On nous dit régulièrement, avec raison, que la coopération de tous est essentielle pour dépasser cette épreuve. C’est particulièrement vrai concernant la coopération civile et militaire. Pour avancer comme un seul peuple, nous avons besoin de pouvoir faire confiance à toutes les autorités publiques, aux médias et à la science. Nous avons pu bénéficier d’informations régulières et d’alertes de la part du ministère de la Santé et des Sports. Les mesures de quarantaine sont justifiées. La libération des détenus dans les prisons surpeuplées est également bienvenue pour la sécurité de tous. Nous sommes également reconnaissants envers la Conseillère d’État qui communique directement sur les réseaux sociaux pour montrer son empathie envers le peuple. Mais la poursuite des opérations militaires contredit toutes ces initiatives éclairées. Les militaires sont exposés inutilement au virus. Les civils sont mis en danger, même quand les bombardement visent des cibles militaires. Les négociations de paix sont ébranlées par la poursuites des menaces agressives. L’économie, déjà affaiblie, est également menacée par la poursuite des tensions militaires.

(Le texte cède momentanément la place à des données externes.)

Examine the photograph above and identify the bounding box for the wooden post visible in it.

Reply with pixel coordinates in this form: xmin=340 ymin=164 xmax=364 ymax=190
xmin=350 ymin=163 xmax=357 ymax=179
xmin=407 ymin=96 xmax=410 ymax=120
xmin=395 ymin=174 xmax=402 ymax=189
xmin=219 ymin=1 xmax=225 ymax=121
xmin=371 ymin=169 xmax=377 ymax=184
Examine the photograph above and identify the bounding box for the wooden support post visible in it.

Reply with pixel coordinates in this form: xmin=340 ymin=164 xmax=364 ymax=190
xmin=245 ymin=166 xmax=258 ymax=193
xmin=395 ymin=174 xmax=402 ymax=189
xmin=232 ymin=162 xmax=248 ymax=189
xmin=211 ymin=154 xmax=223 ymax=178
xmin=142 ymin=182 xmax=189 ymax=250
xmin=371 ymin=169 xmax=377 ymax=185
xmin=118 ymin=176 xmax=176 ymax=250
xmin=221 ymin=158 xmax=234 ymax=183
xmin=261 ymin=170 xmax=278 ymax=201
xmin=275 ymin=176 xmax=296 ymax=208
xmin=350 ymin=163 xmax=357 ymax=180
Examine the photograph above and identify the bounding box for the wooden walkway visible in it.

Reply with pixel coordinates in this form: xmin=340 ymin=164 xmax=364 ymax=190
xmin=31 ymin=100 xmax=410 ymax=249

Le risque de foyers de contagion dans les camps pour les personnes déplacées internes (IDP), parmi les détenus et dans les espaces surpeuplés représente également une menace aggravée pour la population environnante. « La furie avec laquelle s’abat le virus montre bien que se faire la guerre est une folie », a déclaré Antonio Guterres. « C’est la raison pour laquelle j’appelle aujourd’hui à un cessez-le-feu immédiat, partout dans le monde. L’heure est venue de laisser les conflits armés derrière nous pour concentrer nos efforts sur le véritable combat de nos vies. » De nombreuses nations et combattants ont répondu positivement à cet appel. Des groupes armés au Cameroun, aux Philippines, au Yemen et en Syrie ont déjà pris des initiatives pour réduire les violences. La guerre civile au Yemen, qui se poursuit depuis cinq ans, a entraîné l’une des pires crises humanitaires au monde. En Syrie, le risque épidémique menace 6,5 millions de personnes déplacées dans le pays, affectées par neuf ans de conflit.
Dialogue et coopération
Afin de permettre à toutes les aides de rejoindre les populations vulnérables et exposées à la contagion, le pape François a encouragé « la création de couloirs pour l’aide humanitaire, l’ouverture à la diplomatie, et l’attention à l’égard de ceux qui se trouvent dans des situations de très grande vulnérabilité ». Ces dernières années, la Birmanie s’est attirée avec injustice de nombreuses critiques, car cela ne reflète pas la véritable identité du peuple birman. En voulant réagir à cette crise en soutenant la solidarité avec nos pays voisins, nous voulons montrer que la Birmanie est membre légitime de la famille humaine. La crise que nous traversons est une crise globale. Déposons donc les armes et renonçons à tous les actes d’agression. Armons-nous plutôt de sincérité et de vérité. Osons choisir la voie difficile en dépassant les différences, avec courage et intelligence. Ne cachons pas notre humanité derrière les fusils. En fin de compte, ce serait une véritable faiblesse. Notre partenaires aux sein de Religions for Peace [ndlr : une conférence mondiale de représentants des religions dédiée à la défense de la paix interreligieuse] ont montré que le dialogue est possible et qu’il porte du fruit. L’Église catholique en Birmanie a dévoilé un projet national de coopération à l’échelle locale, avec les autorités à tous les niveaux. Nous sommes toujours prêts à servir de médiateurs et à encourager le dialogue entre toutes les parties.